Le réseau de la santé juge de son côté que la formation donnée chez SOS Suicide Jeunesse n'est pas conforme « aux bonnes pratiques », mais se dit impuissant à intervenir.

Ces bonnes pratiques « visent notamment à sensibiliser à l'importance de faire davantage reposer les interventions sur des résultats de recherche probants et des standards de la ligne 1 866 APPELLE, plus spécifiquement sur le plan de la qualité », a indiqué par écrit le ministère de la Santé et des Services sociaux à La Presse.

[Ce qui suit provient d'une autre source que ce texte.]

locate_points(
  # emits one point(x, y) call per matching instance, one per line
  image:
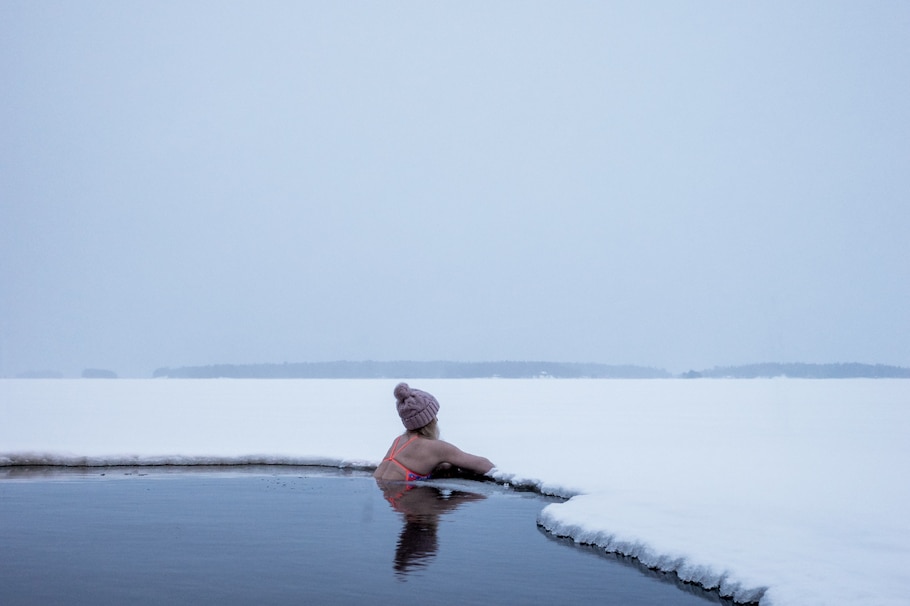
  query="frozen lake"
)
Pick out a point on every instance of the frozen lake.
point(290, 535)
point(787, 491)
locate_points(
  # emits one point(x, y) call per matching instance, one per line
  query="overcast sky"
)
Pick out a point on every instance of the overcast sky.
point(671, 184)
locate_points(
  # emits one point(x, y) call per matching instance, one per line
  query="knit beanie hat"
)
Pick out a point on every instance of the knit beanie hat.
point(416, 408)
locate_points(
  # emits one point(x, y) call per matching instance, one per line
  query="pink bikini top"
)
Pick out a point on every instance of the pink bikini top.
point(409, 475)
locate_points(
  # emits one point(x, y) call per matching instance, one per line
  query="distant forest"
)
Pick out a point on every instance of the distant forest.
point(802, 371)
point(413, 370)
point(520, 370)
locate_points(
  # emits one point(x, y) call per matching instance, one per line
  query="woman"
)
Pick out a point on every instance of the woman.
point(418, 452)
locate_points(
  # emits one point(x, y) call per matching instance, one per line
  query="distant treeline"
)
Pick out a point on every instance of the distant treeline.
point(803, 371)
point(414, 370)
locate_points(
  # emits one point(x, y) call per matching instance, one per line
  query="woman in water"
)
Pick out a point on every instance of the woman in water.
point(418, 452)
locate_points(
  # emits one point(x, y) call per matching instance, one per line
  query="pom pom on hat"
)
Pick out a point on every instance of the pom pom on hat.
point(415, 407)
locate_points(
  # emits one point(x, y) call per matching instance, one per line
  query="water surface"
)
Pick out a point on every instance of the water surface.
point(270, 535)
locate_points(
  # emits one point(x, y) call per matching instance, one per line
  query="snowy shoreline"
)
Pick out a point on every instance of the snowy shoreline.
point(781, 490)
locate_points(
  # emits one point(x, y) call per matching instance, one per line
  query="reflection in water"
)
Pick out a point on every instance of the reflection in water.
point(420, 506)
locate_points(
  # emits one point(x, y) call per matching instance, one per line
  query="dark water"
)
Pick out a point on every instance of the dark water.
point(295, 536)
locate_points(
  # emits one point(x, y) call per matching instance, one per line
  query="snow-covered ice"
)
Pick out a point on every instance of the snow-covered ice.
point(793, 492)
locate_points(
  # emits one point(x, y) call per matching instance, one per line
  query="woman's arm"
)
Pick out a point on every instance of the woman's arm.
point(449, 453)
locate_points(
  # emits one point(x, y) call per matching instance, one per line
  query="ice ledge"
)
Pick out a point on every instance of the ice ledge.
point(725, 583)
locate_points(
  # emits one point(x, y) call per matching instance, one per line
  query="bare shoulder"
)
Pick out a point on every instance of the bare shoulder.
point(447, 452)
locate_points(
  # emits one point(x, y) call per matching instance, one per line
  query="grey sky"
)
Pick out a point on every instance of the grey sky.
point(676, 184)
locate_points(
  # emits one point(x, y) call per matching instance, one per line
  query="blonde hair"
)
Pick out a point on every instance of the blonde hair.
point(429, 431)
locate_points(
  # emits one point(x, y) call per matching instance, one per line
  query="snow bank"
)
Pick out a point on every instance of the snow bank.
point(787, 491)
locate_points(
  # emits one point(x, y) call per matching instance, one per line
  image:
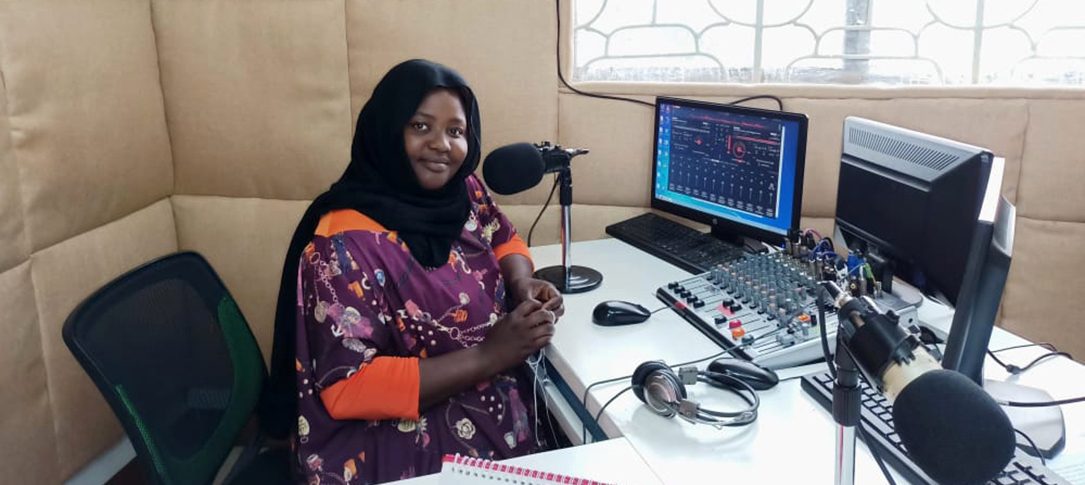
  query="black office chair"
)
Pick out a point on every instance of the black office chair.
point(170, 352)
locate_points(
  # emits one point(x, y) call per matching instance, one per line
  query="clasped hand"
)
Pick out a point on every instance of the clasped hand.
point(528, 327)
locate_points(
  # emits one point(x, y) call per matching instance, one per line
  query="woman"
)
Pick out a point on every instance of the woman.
point(393, 341)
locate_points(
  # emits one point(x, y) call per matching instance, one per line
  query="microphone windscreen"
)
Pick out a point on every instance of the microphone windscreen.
point(952, 429)
point(513, 168)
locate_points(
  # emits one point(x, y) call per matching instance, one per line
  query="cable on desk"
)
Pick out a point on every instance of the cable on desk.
point(1044, 404)
point(600, 413)
point(1016, 369)
point(584, 397)
point(1034, 447)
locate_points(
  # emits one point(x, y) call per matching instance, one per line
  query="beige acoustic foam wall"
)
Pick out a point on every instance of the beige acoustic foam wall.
point(256, 94)
point(86, 114)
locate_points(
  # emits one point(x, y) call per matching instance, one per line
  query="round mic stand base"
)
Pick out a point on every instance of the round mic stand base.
point(581, 279)
point(569, 278)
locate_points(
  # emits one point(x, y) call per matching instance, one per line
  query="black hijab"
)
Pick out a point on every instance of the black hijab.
point(380, 183)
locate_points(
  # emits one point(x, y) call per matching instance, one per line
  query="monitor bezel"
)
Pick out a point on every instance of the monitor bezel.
point(717, 222)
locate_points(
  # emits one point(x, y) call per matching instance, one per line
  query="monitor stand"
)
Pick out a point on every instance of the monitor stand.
point(728, 237)
point(1044, 425)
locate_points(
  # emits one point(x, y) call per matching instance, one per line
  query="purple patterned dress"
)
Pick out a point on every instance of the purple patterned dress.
point(361, 295)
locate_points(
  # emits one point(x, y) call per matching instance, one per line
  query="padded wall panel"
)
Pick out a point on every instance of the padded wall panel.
point(245, 241)
point(503, 49)
point(63, 276)
point(86, 113)
point(998, 125)
point(256, 94)
point(1043, 298)
point(12, 222)
point(618, 169)
point(1055, 150)
point(27, 445)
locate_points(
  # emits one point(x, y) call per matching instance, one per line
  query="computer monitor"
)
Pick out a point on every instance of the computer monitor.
point(931, 208)
point(981, 291)
point(738, 169)
point(909, 201)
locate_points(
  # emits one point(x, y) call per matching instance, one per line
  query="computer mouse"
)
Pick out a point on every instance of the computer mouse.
point(757, 377)
point(617, 313)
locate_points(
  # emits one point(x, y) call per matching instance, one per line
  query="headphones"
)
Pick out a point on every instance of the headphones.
point(656, 385)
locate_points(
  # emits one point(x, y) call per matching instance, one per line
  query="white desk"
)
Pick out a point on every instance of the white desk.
point(791, 442)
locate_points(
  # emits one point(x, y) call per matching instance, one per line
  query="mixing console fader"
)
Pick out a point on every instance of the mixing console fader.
point(762, 305)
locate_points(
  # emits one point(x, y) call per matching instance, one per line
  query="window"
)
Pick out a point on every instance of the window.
point(831, 41)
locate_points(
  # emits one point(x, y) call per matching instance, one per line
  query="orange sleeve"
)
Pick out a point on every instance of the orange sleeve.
point(513, 245)
point(386, 387)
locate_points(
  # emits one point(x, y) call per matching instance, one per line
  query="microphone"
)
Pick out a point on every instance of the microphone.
point(520, 166)
point(952, 429)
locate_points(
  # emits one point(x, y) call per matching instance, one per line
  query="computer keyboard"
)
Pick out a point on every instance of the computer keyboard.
point(680, 245)
point(877, 420)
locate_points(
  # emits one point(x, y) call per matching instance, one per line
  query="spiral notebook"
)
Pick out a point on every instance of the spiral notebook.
point(459, 470)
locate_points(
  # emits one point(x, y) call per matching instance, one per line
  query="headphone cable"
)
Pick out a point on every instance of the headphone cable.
point(600, 413)
point(584, 397)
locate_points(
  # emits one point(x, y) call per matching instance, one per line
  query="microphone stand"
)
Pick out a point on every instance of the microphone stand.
point(845, 412)
point(567, 278)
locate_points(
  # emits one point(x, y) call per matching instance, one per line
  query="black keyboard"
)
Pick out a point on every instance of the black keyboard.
point(680, 245)
point(877, 420)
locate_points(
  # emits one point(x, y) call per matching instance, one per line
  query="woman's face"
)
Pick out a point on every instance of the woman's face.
point(435, 139)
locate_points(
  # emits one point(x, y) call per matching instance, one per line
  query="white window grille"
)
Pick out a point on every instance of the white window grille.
point(831, 41)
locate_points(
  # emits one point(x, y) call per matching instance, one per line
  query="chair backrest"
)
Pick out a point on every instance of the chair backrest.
point(169, 349)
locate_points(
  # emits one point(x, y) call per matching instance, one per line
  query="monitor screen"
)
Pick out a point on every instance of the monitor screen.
point(739, 169)
point(911, 200)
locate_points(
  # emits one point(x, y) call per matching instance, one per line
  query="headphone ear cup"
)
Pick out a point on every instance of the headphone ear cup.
point(640, 375)
point(656, 385)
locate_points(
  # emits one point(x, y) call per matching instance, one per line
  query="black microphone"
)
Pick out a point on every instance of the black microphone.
point(520, 166)
point(952, 429)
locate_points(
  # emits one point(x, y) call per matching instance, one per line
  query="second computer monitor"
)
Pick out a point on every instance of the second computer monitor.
point(739, 169)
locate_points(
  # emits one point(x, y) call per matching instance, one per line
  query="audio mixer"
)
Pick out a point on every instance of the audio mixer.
point(762, 306)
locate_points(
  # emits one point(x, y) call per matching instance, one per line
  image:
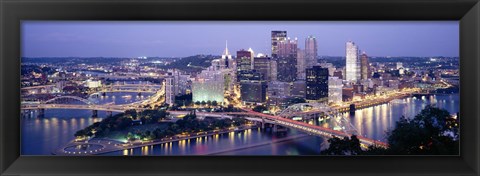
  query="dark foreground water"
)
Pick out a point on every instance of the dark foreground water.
point(41, 136)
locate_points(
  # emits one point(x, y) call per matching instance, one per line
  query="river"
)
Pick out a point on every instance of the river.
point(40, 136)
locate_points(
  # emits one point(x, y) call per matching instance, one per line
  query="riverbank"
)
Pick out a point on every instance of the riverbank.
point(109, 145)
point(299, 136)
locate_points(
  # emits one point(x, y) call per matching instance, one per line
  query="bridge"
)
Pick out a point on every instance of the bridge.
point(73, 102)
point(285, 122)
point(135, 88)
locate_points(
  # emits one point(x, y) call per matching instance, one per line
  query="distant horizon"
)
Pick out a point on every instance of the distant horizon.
point(148, 57)
point(183, 39)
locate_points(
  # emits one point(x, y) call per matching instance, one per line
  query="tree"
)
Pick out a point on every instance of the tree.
point(432, 131)
point(345, 146)
point(132, 112)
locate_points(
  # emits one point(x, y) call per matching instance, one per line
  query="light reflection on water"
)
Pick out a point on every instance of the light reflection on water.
point(374, 122)
point(40, 136)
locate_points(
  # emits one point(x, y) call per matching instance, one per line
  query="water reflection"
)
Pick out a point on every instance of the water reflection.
point(40, 136)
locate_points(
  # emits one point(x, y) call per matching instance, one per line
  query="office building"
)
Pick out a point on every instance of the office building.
point(311, 51)
point(287, 60)
point(335, 87)
point(352, 62)
point(277, 37)
point(262, 66)
point(317, 83)
point(170, 90)
point(253, 91)
point(365, 67)
point(301, 64)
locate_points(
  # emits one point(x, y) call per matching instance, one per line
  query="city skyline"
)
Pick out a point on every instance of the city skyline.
point(163, 39)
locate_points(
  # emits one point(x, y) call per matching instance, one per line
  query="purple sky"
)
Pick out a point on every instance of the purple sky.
point(163, 38)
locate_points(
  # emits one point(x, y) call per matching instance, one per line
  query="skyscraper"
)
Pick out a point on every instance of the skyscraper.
point(287, 60)
point(262, 65)
point(364, 66)
point(335, 90)
point(226, 58)
point(317, 83)
point(277, 37)
point(244, 64)
point(253, 91)
point(311, 51)
point(352, 62)
point(301, 64)
point(170, 90)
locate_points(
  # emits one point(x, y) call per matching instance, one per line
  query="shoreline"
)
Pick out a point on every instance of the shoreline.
point(298, 136)
point(108, 147)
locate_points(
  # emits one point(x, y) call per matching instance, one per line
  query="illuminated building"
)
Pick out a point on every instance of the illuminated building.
point(93, 84)
point(287, 60)
point(352, 62)
point(335, 90)
point(311, 51)
point(226, 60)
point(301, 64)
point(253, 91)
point(365, 68)
point(317, 83)
point(277, 88)
point(298, 89)
point(244, 64)
point(262, 66)
point(170, 90)
point(277, 37)
point(209, 86)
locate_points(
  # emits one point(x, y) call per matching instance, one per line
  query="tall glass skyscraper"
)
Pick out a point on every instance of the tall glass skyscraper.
point(364, 66)
point(353, 62)
point(311, 51)
point(277, 37)
point(287, 61)
point(317, 83)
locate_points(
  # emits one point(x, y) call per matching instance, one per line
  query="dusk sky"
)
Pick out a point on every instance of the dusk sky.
point(179, 39)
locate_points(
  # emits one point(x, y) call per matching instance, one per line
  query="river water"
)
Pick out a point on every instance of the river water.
point(40, 136)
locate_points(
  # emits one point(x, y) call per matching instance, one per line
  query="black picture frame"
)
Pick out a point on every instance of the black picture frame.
point(14, 11)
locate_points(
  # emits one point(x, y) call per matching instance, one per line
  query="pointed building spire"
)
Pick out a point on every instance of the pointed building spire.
point(226, 48)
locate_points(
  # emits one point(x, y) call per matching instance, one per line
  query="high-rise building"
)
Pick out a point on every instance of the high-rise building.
point(244, 64)
point(335, 87)
point(364, 66)
point(277, 88)
point(287, 60)
point(209, 86)
point(311, 51)
point(277, 37)
point(170, 90)
point(181, 81)
point(301, 64)
point(253, 91)
point(352, 62)
point(317, 83)
point(262, 66)
point(227, 61)
point(298, 89)
point(273, 70)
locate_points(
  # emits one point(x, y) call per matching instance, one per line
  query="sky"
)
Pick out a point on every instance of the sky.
point(187, 38)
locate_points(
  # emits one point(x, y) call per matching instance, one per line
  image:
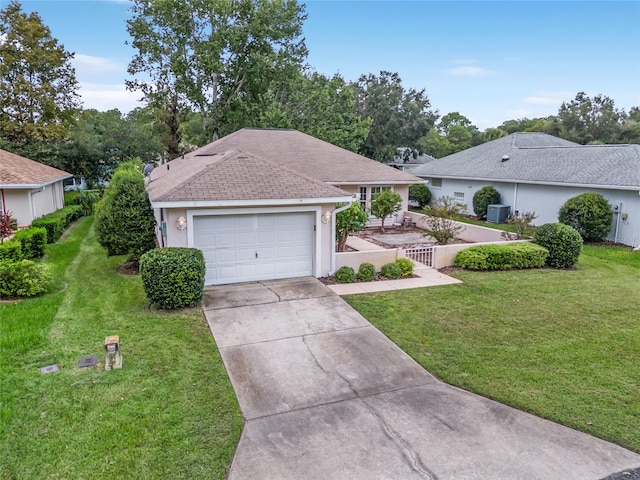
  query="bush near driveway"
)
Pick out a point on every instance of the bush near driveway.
point(589, 213)
point(173, 277)
point(563, 242)
point(502, 257)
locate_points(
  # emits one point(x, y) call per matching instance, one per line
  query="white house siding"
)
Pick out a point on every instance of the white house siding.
point(546, 201)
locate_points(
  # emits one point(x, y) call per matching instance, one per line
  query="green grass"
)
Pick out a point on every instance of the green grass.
point(169, 413)
point(561, 344)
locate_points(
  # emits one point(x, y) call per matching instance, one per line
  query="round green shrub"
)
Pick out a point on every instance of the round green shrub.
point(391, 271)
point(483, 198)
point(366, 272)
point(11, 250)
point(345, 275)
point(23, 278)
point(420, 193)
point(589, 213)
point(33, 241)
point(173, 277)
point(563, 242)
point(406, 265)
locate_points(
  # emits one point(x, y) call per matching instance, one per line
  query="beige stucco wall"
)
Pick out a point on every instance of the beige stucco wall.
point(28, 204)
point(323, 244)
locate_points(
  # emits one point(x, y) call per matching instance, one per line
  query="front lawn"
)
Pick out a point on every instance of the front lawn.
point(561, 344)
point(169, 413)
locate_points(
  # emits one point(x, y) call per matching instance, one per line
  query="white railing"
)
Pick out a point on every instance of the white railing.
point(423, 255)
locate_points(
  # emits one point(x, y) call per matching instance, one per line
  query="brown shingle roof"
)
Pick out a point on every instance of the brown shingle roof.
point(18, 171)
point(232, 176)
point(308, 155)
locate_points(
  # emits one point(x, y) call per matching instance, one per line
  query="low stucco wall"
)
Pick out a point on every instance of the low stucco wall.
point(470, 233)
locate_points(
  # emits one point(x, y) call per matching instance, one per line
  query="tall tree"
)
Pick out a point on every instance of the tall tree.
point(585, 119)
point(38, 87)
point(399, 117)
point(214, 56)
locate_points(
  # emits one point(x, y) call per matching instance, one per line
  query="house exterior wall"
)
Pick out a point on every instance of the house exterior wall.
point(546, 200)
point(28, 204)
point(184, 238)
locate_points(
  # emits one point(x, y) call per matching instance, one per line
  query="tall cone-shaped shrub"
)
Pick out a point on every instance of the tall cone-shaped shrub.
point(124, 220)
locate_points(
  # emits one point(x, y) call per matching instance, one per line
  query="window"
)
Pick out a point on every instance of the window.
point(363, 197)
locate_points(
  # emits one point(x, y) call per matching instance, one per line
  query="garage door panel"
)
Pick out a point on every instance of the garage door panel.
point(283, 242)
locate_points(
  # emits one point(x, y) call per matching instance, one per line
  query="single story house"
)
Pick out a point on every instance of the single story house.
point(261, 203)
point(537, 172)
point(29, 189)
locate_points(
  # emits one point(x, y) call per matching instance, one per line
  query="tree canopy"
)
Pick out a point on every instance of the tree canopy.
point(214, 56)
point(399, 117)
point(38, 87)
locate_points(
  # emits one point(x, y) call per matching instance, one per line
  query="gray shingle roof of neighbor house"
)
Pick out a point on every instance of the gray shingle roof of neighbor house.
point(233, 176)
point(308, 155)
point(20, 172)
point(541, 158)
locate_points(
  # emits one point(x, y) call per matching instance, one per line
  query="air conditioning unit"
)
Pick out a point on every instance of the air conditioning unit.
point(498, 213)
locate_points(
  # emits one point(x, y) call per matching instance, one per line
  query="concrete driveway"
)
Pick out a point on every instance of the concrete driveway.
point(325, 395)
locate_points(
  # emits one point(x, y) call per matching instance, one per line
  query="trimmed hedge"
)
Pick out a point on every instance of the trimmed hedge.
point(366, 272)
point(391, 271)
point(563, 242)
point(502, 257)
point(406, 265)
point(23, 278)
point(10, 250)
point(345, 275)
point(589, 213)
point(33, 241)
point(55, 223)
point(173, 277)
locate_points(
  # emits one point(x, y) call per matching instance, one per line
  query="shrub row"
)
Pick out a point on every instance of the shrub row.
point(56, 222)
point(502, 257)
point(367, 271)
point(23, 278)
point(173, 277)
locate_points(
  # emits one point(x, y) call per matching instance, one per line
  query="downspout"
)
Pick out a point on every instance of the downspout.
point(333, 232)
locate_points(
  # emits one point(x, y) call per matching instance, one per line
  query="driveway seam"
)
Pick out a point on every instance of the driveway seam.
point(346, 329)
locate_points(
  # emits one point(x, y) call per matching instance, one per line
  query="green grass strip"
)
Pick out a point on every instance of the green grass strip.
point(169, 413)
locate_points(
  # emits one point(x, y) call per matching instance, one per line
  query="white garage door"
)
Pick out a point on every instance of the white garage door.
point(244, 248)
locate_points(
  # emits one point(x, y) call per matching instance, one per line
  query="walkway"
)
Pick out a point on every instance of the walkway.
point(325, 395)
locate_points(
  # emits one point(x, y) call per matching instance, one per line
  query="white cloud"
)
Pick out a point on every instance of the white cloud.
point(105, 97)
point(549, 98)
point(91, 66)
point(470, 72)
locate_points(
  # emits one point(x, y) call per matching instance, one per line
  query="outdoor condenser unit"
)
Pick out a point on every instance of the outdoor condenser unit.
point(498, 213)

« Pour toute intervention, et particulièrement lorsqu'il est question de suicide, il faut s'assurer que les services offerts à la population n'entraînent pas d'effets négatifs, souligne encore le Ministère. Malgré toutes les bonnes intentions, une intervention inadéquate peut avoir des conséquences dramatiques. »

Le Ministère note cependant que SOS Suicide Jeunesse, ne recevant pas de financement public, n'a pas à lui rendre de comptes : « Dans ce contexte, il devient difficile d'imposer des orientations ou des standards de qualité, d'autant plus quand les services sont offerts par des individus non rémunérés ou qui n'appartiennent à aucun ordre professionnel. »

SOS Suicide Jeunesse réplique

La coordonnatrice bénévole de SOS Suicide Jeunesse, Danielle Gauthier, nie encourager la confusion. Elle clame aussi que la formation qu'elle donne elle-même à ses bénévoles est de qualité. Elle explique avoir été formée par une psychothérapeute il y a une vingtaine d'années. 

Mme Gauthier, qui affirme avoir longtemps travaillé dans les coulisses du « showbusiness », reconnaît ne pas avoir de formation en psychologie. Elle se décrit toutefois comme une personne très « psychologue », à qui les gens aiment se confier.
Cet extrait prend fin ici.